I could care less if I'm ignored or crapped on. (Partly because most people who would pull that nonsense really don't matter in my own world. Partly because I was raised to do for others without expecting anything in return -- it was consider a social duty.) But Eddie (and other members participating in the roundtable) had attempted to get this highlighted. Eddie explained he did that because this was writing by all members doing sites. (I've asked, since summer 2005, that members do not send anything from this site around to get highlighted).

So Lotta Links (happy to e-mail asking for links to their site) wasn't interested in the feature? Even with Eddie not being the only one in the roundtable suddenly admitting they'd noted it too? It wasn't even worth mentioning in the alleged mailbag -- forget about linking to it on their main page?
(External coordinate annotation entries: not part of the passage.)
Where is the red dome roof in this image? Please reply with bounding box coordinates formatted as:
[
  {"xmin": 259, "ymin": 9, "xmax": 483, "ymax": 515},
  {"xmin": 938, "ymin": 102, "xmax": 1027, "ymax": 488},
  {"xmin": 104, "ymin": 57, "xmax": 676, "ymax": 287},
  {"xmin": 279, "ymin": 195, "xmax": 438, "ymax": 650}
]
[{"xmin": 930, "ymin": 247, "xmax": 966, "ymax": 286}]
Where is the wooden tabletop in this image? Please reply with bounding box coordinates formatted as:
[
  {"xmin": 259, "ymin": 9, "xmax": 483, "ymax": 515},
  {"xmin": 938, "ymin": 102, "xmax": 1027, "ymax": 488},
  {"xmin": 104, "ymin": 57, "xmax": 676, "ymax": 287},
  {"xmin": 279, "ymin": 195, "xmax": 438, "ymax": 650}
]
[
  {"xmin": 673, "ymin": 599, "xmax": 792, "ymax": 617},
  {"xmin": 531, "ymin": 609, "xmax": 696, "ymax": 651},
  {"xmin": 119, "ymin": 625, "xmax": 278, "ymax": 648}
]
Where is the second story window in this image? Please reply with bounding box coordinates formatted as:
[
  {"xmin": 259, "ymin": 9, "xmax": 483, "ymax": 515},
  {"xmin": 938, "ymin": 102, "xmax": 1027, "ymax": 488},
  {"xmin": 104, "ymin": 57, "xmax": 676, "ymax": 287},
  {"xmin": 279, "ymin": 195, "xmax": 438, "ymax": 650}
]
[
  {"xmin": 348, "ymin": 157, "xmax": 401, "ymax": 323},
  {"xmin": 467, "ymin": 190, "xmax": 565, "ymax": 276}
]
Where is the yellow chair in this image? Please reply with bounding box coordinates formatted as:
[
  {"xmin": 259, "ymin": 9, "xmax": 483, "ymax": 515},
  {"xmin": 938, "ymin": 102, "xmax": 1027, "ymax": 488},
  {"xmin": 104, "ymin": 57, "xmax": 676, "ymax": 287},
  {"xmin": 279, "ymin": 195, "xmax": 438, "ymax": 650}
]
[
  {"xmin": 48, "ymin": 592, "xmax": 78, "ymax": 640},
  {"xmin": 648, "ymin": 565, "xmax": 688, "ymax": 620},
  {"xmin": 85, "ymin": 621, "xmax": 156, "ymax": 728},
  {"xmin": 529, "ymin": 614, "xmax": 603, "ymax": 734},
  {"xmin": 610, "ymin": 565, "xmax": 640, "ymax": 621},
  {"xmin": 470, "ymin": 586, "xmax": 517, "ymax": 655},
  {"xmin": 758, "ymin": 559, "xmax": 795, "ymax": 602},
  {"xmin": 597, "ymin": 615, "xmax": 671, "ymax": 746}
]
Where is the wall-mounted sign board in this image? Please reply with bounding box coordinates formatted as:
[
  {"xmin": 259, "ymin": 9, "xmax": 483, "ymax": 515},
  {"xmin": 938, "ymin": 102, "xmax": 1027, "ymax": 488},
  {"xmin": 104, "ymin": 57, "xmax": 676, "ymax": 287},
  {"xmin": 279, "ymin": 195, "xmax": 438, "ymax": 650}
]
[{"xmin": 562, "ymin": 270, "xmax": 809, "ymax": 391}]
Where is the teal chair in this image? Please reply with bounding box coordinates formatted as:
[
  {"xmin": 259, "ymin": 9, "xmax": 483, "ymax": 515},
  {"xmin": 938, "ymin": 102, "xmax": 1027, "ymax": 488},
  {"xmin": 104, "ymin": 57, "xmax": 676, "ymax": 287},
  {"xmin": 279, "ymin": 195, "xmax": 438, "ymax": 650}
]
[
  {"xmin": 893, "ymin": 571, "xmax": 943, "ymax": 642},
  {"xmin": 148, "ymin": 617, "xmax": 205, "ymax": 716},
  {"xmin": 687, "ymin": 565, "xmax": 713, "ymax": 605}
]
That's strong writing. They (Lotta Links) wrote just a few weeks ago. They can write anytime they want, I have no intentition of highlighting them or to put back in their links. That was the point of last night in the paragraphs that got pulled. The first paragraph explained that 5 things were gone from the permalinks. Joshua Frank's Brick Burner was pulled because he ended the site (and apparently deleted it). His writing will continue to be highlighted here. But Lotta Links and it's various sites? All pulled.

Spit on me, ignore me, I could care less. But no one gets away with screwing my friends over. Lotta Links thought they could. That is incredible writing in that feature. Now Lotta Links (Mike's name for the site -- which he hates and which he's noted as hating from the first weeks of his site starting back in 2005). With those six paragraphs missing, I can see how the rest of it would be confusing going up before the gina & krista round-robin went out. I apologize for any panic I caused. (Or just confusion.)

The point about The Nation being linked to is my feelings which are I would highlight any appeal from them (due to their history). I'm also comfortable calling them out. I'm not, on the other hand, interested at all in Lotta Links with whom I have no history with (unless their constant e-mails begging for links is a history). They stopped highlighting us in the summer of 2005 (the whole West issue). Mike thought (and I'm sure thinks) they are cowards. (True. Let's be honest. They are cowards.) They continued to want highlights. I gave them. It didn't matter to me personally.

Someone doesn't like something I've done, it's not the end of the world. I could care less. But, as Eddie pointed out in the roundtable for the gina & krista round-robin, this wasn't my writing. This was a feature everyone in the community worked on. That is exactly correct. And if the incredible and strong writing of my friends isn't good enough for Lotta Links, screw them.

Again, I'm sorry I pulled that. I wasn't interested in it when I finished "And the war drags
on . . ." The focus was the draft and I really didn't even want to note Lotta Links at that point. So I pulled the section, added the note about The Nation's fund raiser (in case that hadn't remained in what was still in the entry) and posted it.